También recordaba a su amigo Charles Breslin, muerto el mismo día, en las mismas circunstancias, y cuya foto llevaba en la americana. No eran recuerdos lo que le faltaba. Pero, de nuevo, el silencio; otra oportunidad para que Liam respondiera algo que, aunque le mataran igualmente, sirviera para redimirle en el último instante. Pero no decía nada. Al contrario, no quería alargar un diálogo inútil. Deseaba encarnizadamente que le liquidaran de una vez. Aquella actitud, que no era más que una autoflagelación, todavía inyectaba en ellos más repulsa, porque la entendían como un gesto chulesco, desafiante, impropio de un traidor por culpa del que murieron tres militantes y cinco más fueron encarcelados. Ignoraban que Liam se había sentido culpable durante veinticinco años, y no tenía ninguna frase solemne, ninguna palabra, capaz de redimirle. Al fin y al cabo, habían hecho un viaje en balde. Con esperar sólo dos o tres días le habrían liquidado en Irlanda. Su regreso, aunque muchos años después, sí que hubiera tenido el mínimo sentido purificador que le exigían. Pero ya daba igual, y no someterse a un arrepentimiento impuesto era una cuestión de decencia consigo mismo.

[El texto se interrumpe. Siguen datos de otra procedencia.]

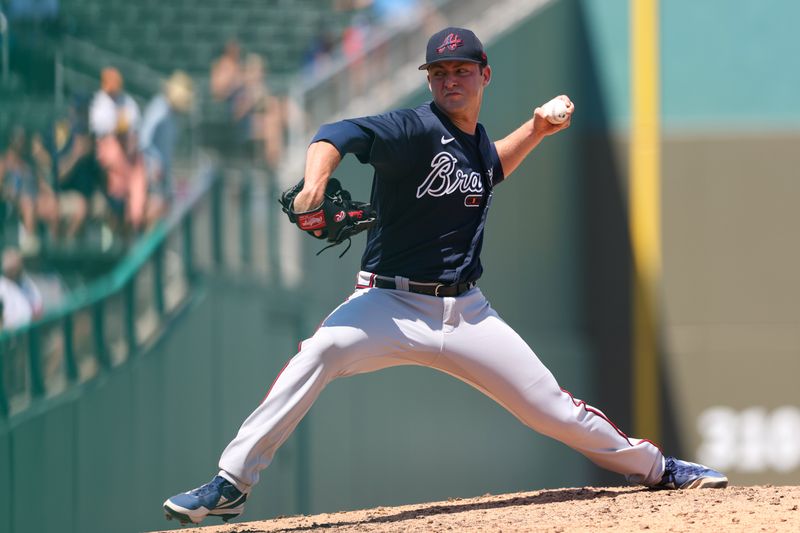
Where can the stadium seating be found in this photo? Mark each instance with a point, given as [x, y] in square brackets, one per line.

Se llamaba John y era sobrino de los hermanos Devine, le informó, altivo, satisfecho de pertenecer a un clan de prestigio. Mientras se acercaba a él le recordó el nombre de los tres muertos y de los cinco encarcelados. Uno a uno, lentamente, como si cada cual tuviera que ser una bala en el cuerpo del traidor.

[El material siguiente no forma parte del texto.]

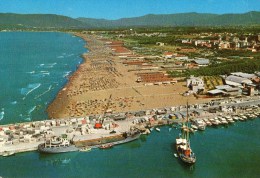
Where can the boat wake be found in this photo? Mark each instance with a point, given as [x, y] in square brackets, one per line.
[49, 65]
[38, 96]
[66, 74]
[30, 88]
[32, 109]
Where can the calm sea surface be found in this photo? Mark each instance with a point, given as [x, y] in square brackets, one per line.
[225, 152]
[33, 69]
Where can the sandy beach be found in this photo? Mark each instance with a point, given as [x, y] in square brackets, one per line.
[103, 83]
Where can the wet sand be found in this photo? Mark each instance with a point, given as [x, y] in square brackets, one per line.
[102, 82]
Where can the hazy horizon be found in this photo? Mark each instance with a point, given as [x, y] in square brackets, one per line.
[114, 9]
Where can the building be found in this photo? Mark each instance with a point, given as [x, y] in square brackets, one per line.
[195, 84]
[201, 62]
[237, 81]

– Date la vuelta -le ordenó.
Liam se dio la vuelta. Iban a matarle como a un cobarde. A través de la cortina veía, difuminado, el hormigueo de gente que transitaba por una de las aceras de la calle de Xátiva. La vidriosidad luminosa del día se apagaba. La situación presentaba aquella paradoja: alguien a quien poco antes de morir se le ofrecía, como última voluntad, observar una multitud de vidas; todas aquellas vidas que durante muchos años había deseado vivir. Notó el arma de John en la nuca, su respiración audible. ¿Era su primer asesinato, la prueba que le confirmaría como militante de la causa? Su modo de entrar en el piso, su forma rapidísima de evitar los movimientos, constataba, sin embargo, buena preparación. Gente decidida. Los Devine podían sentirse orgullosos.

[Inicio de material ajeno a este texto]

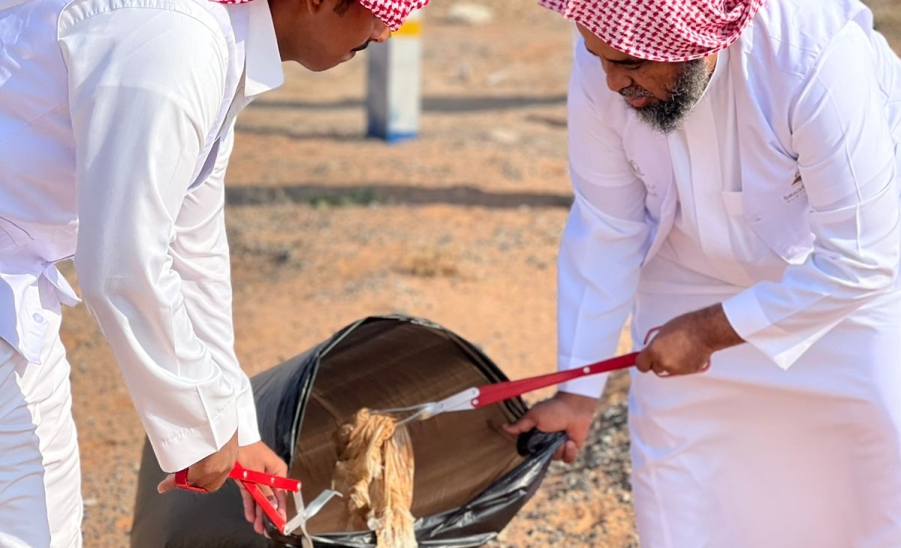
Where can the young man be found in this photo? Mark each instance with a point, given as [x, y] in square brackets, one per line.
[116, 125]
[735, 166]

– Ya que no quieres luchar por Irlanda, morirás en su nombre.
Pero no fue Irlanda quien mató a Liam, sino el odio perdurable; fueron los valores inmutables de los hijos elegidos de la patria irlandesa los que apretaron el gatillo. Liam cayó contra la ventana, aferrándose a la cortina. La inercia del cuerpo hizo que su rostro se orientara hacia ellos. Los dos jóvenes observaron los movimientos de sus labios, como si quisiera articular vocales y decir algo con grandes esfuerzos. Al fin se desplomó con las rodillas hundidas, aún con un hilo de vida. Otro disparo y, de repente, la palidez mortal, definitiva. Si le hubiera quedado una brizna de conciencia habría notado el escupitajo que la Irlanda de John Devine soltó en su cara.